DAY1 (arrive in Kunming) — fly to Kunming (3 hours) — find the "Wind, Flowers, Snow, and Moon" tour group at the airport (30 minutes) — wait for everyone to gather (20 minutes), then depart for Mohuashangkai Hotel. It was pouring rain at takeoff, and a song came to mind, 'Rainy day, in front of the window, I see, before my eyes.' As the plane rose, pink mist spread around, the sky was a dark pink-black, only a glimmer of light from the wing flickering. Turbulence, dizziness, panic, and tinnitus came again. Drowsily, I saw red, white, and gray flashing in sequence outside the window, as if inside a huge projection room, with a gloomy atmosphere. When it calmed down again, I happened to hear the plane broadcast — 'Wish you a pleasant journey~ Wish you have a good night~' Yunnan's fireworks clustered like strongholds, gathered in small groups. Passing a small town, then wiped out by dark clouds, like a scene from a dream. Greeted by African daisies, the Spring City journey began.

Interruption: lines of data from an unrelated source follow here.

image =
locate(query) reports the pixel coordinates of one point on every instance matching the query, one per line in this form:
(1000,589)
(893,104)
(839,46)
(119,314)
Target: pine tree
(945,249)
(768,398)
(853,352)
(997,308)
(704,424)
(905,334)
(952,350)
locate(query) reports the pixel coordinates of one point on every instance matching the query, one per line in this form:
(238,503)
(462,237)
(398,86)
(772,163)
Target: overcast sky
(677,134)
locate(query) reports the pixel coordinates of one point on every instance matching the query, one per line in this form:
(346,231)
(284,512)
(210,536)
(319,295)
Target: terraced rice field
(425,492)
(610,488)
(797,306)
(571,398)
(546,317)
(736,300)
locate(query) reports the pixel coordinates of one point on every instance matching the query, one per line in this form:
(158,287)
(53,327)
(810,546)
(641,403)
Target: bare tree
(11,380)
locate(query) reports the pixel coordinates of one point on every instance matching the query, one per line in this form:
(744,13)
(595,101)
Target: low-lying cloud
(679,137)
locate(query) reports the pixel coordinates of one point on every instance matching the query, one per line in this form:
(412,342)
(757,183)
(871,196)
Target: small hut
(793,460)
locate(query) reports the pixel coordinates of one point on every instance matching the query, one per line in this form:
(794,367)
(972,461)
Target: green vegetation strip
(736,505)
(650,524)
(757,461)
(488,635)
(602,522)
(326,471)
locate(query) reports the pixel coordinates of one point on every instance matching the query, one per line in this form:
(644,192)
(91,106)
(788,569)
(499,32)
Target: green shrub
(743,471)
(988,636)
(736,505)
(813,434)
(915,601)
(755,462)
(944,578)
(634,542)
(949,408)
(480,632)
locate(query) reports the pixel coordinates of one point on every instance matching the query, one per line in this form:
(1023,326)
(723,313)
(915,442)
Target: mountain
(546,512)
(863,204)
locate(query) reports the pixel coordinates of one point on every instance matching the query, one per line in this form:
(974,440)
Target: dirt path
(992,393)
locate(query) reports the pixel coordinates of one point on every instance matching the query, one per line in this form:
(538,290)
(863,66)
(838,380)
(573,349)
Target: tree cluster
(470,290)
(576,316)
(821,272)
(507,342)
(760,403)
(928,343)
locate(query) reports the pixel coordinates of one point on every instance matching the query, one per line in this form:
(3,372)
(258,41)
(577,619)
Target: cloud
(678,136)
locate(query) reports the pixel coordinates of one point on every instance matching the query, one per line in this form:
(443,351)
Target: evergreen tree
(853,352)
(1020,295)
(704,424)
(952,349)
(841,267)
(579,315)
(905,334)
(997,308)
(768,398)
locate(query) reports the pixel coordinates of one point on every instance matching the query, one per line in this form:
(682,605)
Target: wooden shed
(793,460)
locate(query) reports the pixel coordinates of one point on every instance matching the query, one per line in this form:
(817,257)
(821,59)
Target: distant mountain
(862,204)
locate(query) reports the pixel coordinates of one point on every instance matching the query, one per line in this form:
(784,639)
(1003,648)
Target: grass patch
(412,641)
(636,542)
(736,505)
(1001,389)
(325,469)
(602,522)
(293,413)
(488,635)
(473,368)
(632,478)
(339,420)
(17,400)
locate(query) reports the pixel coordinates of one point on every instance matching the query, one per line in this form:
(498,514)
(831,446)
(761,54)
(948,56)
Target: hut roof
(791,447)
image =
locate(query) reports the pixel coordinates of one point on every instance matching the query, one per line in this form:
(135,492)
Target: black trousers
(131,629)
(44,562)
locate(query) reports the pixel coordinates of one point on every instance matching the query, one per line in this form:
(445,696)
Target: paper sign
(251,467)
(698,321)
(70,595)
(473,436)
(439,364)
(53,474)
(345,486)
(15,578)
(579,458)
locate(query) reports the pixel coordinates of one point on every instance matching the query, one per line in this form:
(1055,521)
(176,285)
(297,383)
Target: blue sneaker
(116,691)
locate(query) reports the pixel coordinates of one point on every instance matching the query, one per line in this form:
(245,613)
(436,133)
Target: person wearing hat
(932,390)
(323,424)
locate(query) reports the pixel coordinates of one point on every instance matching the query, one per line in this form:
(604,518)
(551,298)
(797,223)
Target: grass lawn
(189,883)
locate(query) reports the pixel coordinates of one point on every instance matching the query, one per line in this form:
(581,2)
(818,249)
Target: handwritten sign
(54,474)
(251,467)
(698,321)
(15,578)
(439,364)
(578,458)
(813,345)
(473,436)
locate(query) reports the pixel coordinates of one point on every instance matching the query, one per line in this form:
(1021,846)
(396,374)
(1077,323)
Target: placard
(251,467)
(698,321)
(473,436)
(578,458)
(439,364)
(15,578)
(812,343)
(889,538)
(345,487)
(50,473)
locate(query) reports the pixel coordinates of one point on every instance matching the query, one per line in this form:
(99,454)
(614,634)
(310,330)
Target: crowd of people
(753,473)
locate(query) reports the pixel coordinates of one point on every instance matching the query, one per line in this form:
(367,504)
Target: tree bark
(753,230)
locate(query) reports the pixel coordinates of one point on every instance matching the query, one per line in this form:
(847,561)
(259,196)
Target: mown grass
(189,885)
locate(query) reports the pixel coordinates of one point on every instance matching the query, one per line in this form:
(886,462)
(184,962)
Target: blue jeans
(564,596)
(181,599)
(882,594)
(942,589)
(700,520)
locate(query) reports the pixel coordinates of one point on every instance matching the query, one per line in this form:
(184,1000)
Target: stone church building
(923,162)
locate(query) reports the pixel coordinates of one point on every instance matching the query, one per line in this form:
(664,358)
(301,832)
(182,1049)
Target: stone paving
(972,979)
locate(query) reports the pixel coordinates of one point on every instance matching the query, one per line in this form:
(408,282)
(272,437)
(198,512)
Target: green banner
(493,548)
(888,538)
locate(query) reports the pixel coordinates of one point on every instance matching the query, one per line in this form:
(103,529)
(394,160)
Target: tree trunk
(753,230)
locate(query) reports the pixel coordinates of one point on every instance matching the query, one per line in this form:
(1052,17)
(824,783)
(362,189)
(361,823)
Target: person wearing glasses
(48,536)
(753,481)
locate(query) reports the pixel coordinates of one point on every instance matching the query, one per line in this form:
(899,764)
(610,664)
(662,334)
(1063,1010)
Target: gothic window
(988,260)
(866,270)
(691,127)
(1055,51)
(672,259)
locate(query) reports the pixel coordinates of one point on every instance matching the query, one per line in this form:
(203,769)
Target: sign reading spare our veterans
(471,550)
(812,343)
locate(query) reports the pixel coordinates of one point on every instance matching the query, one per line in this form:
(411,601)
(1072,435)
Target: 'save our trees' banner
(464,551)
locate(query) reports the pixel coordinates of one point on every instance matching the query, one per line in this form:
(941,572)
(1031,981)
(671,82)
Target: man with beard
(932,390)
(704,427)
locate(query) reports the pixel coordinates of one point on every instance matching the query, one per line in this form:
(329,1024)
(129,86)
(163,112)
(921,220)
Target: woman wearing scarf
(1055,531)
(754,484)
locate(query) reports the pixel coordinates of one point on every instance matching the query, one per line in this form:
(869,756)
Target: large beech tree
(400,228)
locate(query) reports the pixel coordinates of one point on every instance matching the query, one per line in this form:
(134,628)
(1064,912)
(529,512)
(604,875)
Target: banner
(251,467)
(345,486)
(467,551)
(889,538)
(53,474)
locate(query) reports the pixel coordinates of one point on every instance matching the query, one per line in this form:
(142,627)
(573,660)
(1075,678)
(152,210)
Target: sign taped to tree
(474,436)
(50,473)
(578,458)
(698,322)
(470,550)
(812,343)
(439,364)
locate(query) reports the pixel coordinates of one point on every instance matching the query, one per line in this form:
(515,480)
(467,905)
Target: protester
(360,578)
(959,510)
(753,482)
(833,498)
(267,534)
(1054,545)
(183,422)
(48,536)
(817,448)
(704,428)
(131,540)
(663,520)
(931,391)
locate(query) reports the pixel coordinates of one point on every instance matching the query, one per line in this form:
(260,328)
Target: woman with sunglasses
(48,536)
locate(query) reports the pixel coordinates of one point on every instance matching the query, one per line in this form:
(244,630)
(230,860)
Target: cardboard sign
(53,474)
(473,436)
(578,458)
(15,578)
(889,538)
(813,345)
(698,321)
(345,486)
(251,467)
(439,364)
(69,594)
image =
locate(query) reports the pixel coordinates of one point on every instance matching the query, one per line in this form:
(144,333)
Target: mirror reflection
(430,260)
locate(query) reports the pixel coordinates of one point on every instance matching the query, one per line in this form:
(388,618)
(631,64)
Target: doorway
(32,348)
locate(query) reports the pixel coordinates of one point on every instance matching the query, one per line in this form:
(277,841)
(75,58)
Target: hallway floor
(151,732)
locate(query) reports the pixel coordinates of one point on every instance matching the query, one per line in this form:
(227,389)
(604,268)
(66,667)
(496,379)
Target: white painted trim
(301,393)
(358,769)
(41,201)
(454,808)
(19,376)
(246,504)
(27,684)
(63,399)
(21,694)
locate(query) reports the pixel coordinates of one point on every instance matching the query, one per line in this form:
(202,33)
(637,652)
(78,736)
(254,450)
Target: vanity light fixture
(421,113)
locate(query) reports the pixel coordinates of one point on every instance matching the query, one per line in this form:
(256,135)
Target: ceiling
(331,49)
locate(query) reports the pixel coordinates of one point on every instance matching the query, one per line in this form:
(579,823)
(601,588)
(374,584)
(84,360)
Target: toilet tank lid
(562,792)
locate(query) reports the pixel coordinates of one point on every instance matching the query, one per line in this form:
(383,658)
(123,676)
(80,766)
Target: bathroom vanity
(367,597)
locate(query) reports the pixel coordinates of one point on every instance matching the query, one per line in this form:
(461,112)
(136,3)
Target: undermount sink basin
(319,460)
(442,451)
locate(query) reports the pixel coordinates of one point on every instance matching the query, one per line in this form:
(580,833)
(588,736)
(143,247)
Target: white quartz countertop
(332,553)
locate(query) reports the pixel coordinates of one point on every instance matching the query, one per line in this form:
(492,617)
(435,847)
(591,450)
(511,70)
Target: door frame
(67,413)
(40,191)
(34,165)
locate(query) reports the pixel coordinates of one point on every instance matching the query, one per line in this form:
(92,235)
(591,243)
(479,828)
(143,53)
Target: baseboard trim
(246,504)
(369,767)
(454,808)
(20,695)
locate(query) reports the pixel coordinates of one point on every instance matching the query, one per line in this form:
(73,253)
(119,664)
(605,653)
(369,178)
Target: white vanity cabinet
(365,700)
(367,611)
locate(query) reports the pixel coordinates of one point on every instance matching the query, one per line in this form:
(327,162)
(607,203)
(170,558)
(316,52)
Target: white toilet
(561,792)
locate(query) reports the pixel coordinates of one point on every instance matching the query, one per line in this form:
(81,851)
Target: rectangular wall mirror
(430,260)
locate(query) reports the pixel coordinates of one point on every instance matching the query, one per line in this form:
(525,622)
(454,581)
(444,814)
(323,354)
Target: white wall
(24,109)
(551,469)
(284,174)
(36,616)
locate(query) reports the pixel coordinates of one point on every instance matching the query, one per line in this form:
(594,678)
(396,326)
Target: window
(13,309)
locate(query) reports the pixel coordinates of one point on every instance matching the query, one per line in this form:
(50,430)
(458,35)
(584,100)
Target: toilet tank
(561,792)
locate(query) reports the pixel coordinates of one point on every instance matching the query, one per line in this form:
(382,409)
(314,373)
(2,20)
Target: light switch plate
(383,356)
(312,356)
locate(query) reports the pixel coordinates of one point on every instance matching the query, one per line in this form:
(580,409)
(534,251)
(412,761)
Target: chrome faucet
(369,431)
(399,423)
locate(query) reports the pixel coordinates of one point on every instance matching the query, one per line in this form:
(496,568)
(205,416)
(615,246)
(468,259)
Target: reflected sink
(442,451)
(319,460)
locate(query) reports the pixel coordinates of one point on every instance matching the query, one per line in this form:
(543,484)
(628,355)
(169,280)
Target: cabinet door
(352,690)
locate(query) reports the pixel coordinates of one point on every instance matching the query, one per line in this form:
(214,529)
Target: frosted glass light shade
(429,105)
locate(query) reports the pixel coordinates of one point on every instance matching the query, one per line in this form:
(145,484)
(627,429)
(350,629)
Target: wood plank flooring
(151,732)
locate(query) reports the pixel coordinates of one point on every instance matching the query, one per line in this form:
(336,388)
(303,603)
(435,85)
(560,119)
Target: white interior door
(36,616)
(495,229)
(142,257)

DAY2 (Kunming & Naigu Stone Forest & Dianchi Dam & Chuxiong)

Depart at 8 am — from Mohuashangkai Hotel to Naigu Stone Forest (1 hour 30 minutes) — visit the Stone Forest (2 hours) — from the Stone Forest to Yiwei Wujiong Restaurant (45 minutes) — from the restaurant to Dianchi Dam (1 hour 15 minutes) — take photos at the dam (1 hour) — from the dam to Chuwei Yixiang Restaurant (3 hours 20 minutes), taste Chuxiong mushroom hotpot — from the restaurant to Gray Times Hotel in Chuxiong (40 minutes).

First stop is the Stone Forest, home to the Yi people. Yi women are called Ashima, meaning as happy and beautiful as gold, while men have many names; only the hardworking, kind, and brave are called Ahei Ge. The entrance to Naigu Stone Forest is a vast field of rapeseed flowers, behind which are scattered pink crabapple trees, surrounded by layers of stone forest. Passing through 'The Sea Runs Dry and the Rocks Crumble' and 'The Door of Wishes,' we saw Little Flying Elephant and seagulls. This stone forest is so shaped it sparks the imagination. Passing a grove of flowering trees, pink petals flew like cherry blossoms falling in 'Five Centimeters per Second.' At Dianchi Dam, we traded bread for a seagull's glance. Tear off a small piece of bread, gently pinch the bottom, and the seagulls come. But these seagulls are clever; if you toss small pieces into the air, they often catch them. I saw a particularly sneaky seagull that directly snatched a half slice of bread and flew off... The guide asked if we were flying away with the seagulls... Truly, photos distract people, and the stragglers oddly felt a bond of mutual sympathy.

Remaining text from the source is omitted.